MobilityData / gtfs-validator

Canonical GTFS Validator project for schedule (static) files.
https://gtfs-validator.mobilitydata.org/
Apache License 2.0
290 stars 101 forks source link

Validation report: Show the list of notices that could not have been checked because of a parsing problem #1485

Open isabelle-dr opened 1 year ago

isabelle-dr commented 1 year ago

⚠️ Need to do https://github.com/MobilityData/gtfs-validator/issues/1537 and https://github.com/MobilityData/gtfs-validator/issues/1536 before this issue.

Context about the issue

When there is a parsing problem, some of the validators don't run validators don't run and a portion of the notices can't be checked. This creates confusion for the users (see https://github.com/MobilityData/gtfs-validator/issues/1167). We want to add a new section in the validation report that gives the user the list of notices that could not have been checked because of a parsing problem.

The list of notices referenced should only include validators that were not run because of a parsing problem, -not- because a component was missing from the dataset. (E.g duplicate_fare_media should not be included in the list of notices if there is no fares data, or pathway_to_wrong_location_type should not be included to the list of notices if there is no pathway data).

What this issue is for

This issue is for adding the section in the validation report that gives the user a list of notices that could not have been checked because of a parsing problem. This informs the user that these notices might be present in the data.

Not doing in this issue

Optimizing the list of validators that didn't run because of a parsing problem so that we don't stop validators from running when they actually can. We have an issue open for this https://github.com/MobilityData/gtfs-validator/issues/1484.
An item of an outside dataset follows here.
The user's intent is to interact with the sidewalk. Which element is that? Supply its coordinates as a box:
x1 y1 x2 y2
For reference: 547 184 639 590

isabelle-dr commented 1 year ago

Related to https://github.com/MobilityData/gtfs-validator/issues/1484 Might be related: https://github.com/MobilityData/gtfs-validator/issues/1089

briandonahue commented 1 year ago

@isabelle-dr would this list be shown on the HTML report, and/or do you want it included in the JSON report?

isabelle-dr commented 1 year ago

@briandonahue I am not sure. I see that when we added the Metadata (or Summary) in the HTML report, we didn't add it to the JSON report. Why did we decide not to, in this case?

I thought it would be more straightforward to have all the results in the JSON report and then use this to display the HTML page, but I may be over-simplifying things. I also think from a user perspective, it's nice to have parity so that people that use the JSON report get the additional value as well, although we should be careful with breaking changes.

briandonahue commented 1 year ago

@isabelle-dr My understanding (perhaps incorrect) was that the metadata section was only requested for the HTML report. The two are generated separately currently. I don't necessarily think it's a bad idea to use the JSON as the source for the HTML report, but it would require significant changes.

briandonahue commented 1 year ago

Initial work in #1496 is gathering the list of skipped validators due to parsing errors, but the further details required to collect the resulting skipped rules/notices is not readily available and will require more discussion and effort to allow those to be derived from the skipped validators. Additionally we may want to capture and report contextual information on why certain rules could not be validated, such as which files could not be parsed, and which rules could not be validated as a result.